CacheManager彻底解密：CacheManager运行原理流程图和源码详解(DT大数据梦工厂)

内容：

1、CacheManager重大价值；

2、CacheManager运行原理图；

3、CacheManager源码解析；

BlockManager针对Cache这样的行为做了CacheManager

Spark出色的原因：

1、Spark基于RDD构成了一体化、多元化的大数据处理中心（不需要再处理多种范式来部署多种框架，只要Spark！！！降低成本投入获得更高的产出）；

2、迭代，因为在计算的时候迭代，在构建复杂算法的时候非常方便（图计算、机器学习、数据仓库），而CacheManager 在多重迭代的时候非常重要；

==========CacheManager分析============

1、CacheManager管理的是缓存，而缓存可以是基于内存的缓存，也可以是基于磁盘的缓存；

2、CacheManager需要通过BlockManager来操作数据；

3、每当Task运行的时候，会调用RDD的conpute方法，而compute方法会调用iterator方法，从下面代码中可以看到默认的RDD是基于内存的，计算一次后基本从CacheManager获得；

/**
* Internal method to this RDD; will read from cache if applicable, or otherwise compute it.
* This should ‘‘not‘‘ be called by users directly, but is available for implementors of custom
* subclasses of RDD.
*/
final def iterator(split: Partition, context: TaskContext): Iterator[T] = {
if (storageLevel != StorageLevel.NONE) {
SparkEnv.get.cacheManager.getOrCompute(this, split, context, storageLevel)
} else {
computeOrReadCheckpoint(split, context)
}
}

==========CacheManager源码详解============

1、Cache在工作的时候会最大化的保留数据，但是数据不一定绝对完整，因为当前的计算如果需要内存空间的话，那么Cache在内存中的数据必须让出空间，此时如果在RDD持久化的时候同时指定了可以把数据放在disk上，那么部分cache的数据就可以从内存转入磁盘，否则的话，数据就会丢失。所以Cache不一定可靠，所以必须得用getOrCompute来确定数据能取到！！！

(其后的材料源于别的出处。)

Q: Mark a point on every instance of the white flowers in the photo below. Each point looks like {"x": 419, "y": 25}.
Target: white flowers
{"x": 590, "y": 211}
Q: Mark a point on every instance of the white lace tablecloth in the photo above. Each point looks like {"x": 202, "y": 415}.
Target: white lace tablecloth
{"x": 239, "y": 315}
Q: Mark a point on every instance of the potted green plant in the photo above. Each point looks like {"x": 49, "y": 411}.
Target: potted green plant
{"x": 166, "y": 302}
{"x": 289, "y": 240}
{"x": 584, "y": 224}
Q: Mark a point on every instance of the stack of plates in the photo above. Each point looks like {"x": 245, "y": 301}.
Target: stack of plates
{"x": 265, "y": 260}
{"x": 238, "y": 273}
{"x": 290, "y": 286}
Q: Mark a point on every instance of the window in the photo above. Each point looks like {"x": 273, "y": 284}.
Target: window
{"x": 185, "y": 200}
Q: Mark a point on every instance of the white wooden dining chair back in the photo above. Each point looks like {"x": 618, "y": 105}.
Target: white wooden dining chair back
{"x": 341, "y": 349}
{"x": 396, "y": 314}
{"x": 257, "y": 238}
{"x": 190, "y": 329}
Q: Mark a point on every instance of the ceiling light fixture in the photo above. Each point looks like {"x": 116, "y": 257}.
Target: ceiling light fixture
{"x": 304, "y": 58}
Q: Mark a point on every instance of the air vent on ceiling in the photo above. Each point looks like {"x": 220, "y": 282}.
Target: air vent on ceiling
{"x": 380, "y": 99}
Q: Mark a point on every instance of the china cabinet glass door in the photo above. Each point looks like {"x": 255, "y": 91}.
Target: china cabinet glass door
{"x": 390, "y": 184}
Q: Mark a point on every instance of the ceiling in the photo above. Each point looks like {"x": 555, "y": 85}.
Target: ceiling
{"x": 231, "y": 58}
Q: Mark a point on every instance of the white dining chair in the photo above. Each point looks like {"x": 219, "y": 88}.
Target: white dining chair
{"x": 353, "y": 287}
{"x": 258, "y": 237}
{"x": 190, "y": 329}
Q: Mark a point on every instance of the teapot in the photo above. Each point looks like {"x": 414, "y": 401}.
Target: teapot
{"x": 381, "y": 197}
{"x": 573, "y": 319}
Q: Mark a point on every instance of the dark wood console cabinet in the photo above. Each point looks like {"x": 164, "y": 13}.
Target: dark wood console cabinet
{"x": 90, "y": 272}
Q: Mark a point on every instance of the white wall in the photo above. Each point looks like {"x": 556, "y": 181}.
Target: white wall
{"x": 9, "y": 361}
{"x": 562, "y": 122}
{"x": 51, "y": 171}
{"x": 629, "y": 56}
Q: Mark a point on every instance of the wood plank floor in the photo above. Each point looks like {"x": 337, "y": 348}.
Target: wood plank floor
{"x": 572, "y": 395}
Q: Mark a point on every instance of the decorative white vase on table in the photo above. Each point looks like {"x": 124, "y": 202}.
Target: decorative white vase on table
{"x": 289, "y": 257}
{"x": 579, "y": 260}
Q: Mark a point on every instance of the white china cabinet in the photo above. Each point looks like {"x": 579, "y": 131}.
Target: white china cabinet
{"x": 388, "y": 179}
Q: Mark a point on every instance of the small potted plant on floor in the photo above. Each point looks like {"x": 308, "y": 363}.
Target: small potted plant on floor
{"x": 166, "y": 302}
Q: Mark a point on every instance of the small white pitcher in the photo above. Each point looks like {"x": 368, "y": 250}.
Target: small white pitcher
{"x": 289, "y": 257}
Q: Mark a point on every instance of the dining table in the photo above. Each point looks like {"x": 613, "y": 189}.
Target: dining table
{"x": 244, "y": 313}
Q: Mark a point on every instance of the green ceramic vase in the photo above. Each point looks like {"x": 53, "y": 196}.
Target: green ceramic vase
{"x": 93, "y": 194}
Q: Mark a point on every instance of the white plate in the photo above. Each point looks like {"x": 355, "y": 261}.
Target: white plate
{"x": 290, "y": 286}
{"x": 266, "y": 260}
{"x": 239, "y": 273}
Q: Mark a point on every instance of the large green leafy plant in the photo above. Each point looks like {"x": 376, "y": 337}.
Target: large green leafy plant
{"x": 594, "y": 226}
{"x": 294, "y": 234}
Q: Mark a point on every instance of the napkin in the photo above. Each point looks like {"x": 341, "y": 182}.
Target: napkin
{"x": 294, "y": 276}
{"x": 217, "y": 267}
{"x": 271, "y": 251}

/** Gets or computes an RDD partition. Used by RDD.iterator() when an RDD is cached. */
def getOrCompute[T](
rdd: RDD[T],
partition: Partition,
context: TaskContext,
storageLevel: StorageLevel): Iterator[T] = {

val key = RDDBlockId(rdd.id, partition.index)
logDebug(s"Looking for partition $key")
blockManager.get(key) match {
case Some(blockResult) =>
// Partition is already materialized, so just return its values
val existingMetrics = context.taskMetrics
.getInputMetricsForReadMethod(blockResult.readMethod)
existingMetrics.incBytesRead(blockResult.bytes)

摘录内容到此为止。